Day three was devoted primarily to issues of ethics. Adam Briggle gave a really well-formulated opening presentation, which looked at video games as ethical phenomena from a variety of angles, and in particular talked about their role in building character. One issue that this brought up was the question of the correlation between real-world and simulated behavior, and whether or not people played games as an outlet for social constraints, rather than as a model for real-world behavior. Another interesting point he made related to what sorts of mastery is valued in society, and a) are valued forms of mastery developed in video games, and b) does society value the mastery of video games in and of themselves?

Conference organizer Patrick Coppack’s talk, while I won’t go into all its details, had a very interesting starting premise, based on Alfred North Whitehead and others, that all aspects of life are processes of being and becoming. “Objects” which appear static, such as a building or tree, are merely undergoing this process over a longer timeframe. I found this one of the most compelling theories presented because video games are, at their core, processes, and if we think of them as code that is actuated by the player, this notion actually makes a lot more sense than whether or not game objects are “real.” In fact, it could be argued that all game objects are processes, and not objects at all.

Edward Spence gave a talk on morals and ethics in virtual worlds, focusing on the inherent “rights” of avatars. While the argument was compelling, I found it belied a lack of familiarity with the actual practice of lived experience in virtual worlds. One approach to argumentation stood out: It did not seem to make that much difference whether the theory was applicable, as long as the argument was sound. But I felt that the initial premise, that an avatar can be equated in a one-to-one way with a person’s corporeal body, was flawed. Although I agree avatars ought to be granted some essential human rights, I don’t think we really understand enough about the relationship between persons and their avatars to make any sort of definitive statements about what those rights ought to be. I also pointed out most MMOGs are totalitarian corporate entities in which players give up most of their “rights” when signing the EULA (End User License Agreement).

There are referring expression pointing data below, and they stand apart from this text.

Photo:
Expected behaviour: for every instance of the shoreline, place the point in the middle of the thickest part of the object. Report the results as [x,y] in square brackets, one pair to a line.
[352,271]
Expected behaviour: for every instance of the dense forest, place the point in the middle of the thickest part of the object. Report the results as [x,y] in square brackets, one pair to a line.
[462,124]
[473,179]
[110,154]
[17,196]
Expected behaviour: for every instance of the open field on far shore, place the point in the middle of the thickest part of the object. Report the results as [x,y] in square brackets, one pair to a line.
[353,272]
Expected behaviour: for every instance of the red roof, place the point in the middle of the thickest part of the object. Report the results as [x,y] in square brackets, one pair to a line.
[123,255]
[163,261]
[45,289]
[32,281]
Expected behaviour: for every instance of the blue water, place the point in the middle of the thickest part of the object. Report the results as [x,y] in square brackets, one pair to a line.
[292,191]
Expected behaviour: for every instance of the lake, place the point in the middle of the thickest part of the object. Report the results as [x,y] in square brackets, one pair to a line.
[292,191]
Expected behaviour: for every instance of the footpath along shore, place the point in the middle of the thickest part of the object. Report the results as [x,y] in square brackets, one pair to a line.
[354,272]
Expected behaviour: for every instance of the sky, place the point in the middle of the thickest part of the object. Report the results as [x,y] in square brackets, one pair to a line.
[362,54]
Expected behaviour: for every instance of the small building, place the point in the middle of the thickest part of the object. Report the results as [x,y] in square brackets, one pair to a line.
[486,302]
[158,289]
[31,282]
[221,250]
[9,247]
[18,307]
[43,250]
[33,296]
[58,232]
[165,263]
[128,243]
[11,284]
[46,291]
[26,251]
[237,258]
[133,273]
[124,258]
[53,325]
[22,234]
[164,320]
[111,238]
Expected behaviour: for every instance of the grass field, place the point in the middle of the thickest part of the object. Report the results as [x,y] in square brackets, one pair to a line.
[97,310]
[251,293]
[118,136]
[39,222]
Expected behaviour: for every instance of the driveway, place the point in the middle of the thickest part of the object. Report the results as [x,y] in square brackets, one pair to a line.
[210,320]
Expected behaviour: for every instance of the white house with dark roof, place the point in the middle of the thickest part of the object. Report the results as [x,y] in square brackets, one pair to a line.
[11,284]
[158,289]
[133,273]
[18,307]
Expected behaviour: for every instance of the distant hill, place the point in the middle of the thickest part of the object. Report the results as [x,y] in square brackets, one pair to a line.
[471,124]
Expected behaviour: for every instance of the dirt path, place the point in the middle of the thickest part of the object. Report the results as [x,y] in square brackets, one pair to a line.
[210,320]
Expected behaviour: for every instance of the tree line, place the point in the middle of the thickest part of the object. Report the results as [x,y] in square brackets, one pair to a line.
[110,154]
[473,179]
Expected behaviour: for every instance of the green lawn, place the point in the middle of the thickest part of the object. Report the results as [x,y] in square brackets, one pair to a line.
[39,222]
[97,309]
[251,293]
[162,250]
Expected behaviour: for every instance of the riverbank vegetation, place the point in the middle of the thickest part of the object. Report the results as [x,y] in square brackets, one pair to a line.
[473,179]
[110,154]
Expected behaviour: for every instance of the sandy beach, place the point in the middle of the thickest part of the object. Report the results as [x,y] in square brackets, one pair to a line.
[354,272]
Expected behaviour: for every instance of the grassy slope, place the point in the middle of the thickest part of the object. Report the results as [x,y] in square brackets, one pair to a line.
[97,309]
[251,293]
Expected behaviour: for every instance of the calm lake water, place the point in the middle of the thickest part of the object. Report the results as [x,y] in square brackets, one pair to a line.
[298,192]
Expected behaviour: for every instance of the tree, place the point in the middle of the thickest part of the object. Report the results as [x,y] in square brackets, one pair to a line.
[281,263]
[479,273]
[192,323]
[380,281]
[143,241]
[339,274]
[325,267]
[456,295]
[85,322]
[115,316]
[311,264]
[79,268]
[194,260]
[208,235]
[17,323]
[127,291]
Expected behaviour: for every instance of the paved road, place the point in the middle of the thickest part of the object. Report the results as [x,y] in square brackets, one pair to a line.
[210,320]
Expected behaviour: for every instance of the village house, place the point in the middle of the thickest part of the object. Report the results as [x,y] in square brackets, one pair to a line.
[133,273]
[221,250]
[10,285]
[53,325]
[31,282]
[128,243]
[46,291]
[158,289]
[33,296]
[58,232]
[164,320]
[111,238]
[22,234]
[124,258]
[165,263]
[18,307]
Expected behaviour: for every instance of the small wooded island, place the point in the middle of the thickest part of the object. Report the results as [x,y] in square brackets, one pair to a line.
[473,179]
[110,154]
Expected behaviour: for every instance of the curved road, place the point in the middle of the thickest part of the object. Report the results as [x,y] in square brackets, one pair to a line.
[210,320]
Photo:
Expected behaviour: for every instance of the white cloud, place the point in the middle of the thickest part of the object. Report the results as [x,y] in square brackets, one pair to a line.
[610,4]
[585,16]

Rune Ottoson gave a lively and highly relevant presentation about video games and military propaganda, in particular, describing the way the visual vocabulary of videogames has been adopted by the news media, and the problematic that most major news services in the U.S. are now owned by entertainment companies. His presentation was lushly illustrated with examples and quotes, and also raised the issue of the way military technologies are becoming more and more like video games.

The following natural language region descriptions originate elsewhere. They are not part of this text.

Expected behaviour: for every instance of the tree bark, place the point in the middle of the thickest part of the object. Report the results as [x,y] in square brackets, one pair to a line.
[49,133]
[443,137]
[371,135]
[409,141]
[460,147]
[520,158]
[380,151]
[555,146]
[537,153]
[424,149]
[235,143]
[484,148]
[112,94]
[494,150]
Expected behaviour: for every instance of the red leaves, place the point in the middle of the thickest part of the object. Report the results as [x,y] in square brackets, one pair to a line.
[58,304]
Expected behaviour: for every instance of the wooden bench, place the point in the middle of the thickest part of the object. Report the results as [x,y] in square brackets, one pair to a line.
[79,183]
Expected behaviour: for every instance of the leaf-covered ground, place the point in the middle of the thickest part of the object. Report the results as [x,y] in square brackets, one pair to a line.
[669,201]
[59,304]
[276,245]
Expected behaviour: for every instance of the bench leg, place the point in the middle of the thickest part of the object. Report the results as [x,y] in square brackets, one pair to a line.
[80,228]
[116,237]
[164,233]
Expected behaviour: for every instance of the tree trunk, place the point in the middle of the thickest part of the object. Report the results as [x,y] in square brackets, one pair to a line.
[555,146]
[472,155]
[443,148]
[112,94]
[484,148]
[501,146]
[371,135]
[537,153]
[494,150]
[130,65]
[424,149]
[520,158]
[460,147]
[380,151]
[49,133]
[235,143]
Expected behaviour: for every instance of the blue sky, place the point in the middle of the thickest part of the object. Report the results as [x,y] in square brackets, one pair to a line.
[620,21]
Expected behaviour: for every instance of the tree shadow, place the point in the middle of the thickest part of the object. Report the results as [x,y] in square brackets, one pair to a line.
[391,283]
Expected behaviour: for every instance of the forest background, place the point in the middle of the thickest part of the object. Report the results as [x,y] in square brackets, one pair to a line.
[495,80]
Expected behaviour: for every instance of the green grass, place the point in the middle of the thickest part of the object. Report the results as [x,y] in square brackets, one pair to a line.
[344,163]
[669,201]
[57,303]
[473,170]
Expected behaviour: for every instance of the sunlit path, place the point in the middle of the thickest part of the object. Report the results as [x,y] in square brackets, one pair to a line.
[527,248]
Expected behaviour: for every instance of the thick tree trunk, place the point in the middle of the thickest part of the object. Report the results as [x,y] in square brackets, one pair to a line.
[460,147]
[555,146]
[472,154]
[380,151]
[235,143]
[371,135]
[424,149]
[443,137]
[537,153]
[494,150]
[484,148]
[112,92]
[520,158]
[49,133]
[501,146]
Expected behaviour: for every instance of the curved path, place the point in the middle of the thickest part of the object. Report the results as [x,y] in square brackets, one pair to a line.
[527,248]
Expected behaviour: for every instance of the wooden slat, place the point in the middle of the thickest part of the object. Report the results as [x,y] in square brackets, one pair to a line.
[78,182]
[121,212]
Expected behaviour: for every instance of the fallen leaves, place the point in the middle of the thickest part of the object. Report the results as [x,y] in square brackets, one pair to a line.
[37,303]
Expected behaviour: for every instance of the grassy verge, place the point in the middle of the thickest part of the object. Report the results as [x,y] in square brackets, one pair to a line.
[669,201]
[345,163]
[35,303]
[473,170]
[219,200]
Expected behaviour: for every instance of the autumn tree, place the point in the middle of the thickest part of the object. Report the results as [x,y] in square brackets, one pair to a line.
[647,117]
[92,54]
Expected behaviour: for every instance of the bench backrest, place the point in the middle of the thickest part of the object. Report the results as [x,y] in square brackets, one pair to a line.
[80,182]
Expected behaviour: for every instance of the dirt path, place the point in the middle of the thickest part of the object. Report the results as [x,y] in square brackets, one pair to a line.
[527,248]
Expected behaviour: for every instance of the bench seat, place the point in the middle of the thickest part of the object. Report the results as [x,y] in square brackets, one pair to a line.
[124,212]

The event closed with Liz Losh, who gave an excellent case study about the Tactical Iraqui language simulator created by USC’s ISI, and also talked a bit about the work at ICT, where Ludica member Jacki Morie is holds a position. One thing I appreciated about Liz’s paper was that it was very balanced and did not take an extreme position one way or another, but really explored the nuances of the project from a variety of angles, including the perspective of the makers themselves. She also talked about the debate among game scholars, including Gonzalo Frasco, who, in his usual pedantic tone, disavowed anyone involved in creating games for the military. More tempered positions were submitted by Grand Text Auto’s Andrew Stern and my colleague from Georgia Tech, Ian Bogost. Liz made two very interesting points at the end of her talk. One was that, while Tactical Iraqi was only used by a small number of soldiers in actual training, it served a much more important role as a PR engine for both the army and ISI. The other was that everyone she had spoken to at both ISI and ICT was opposed to the war in Iraq.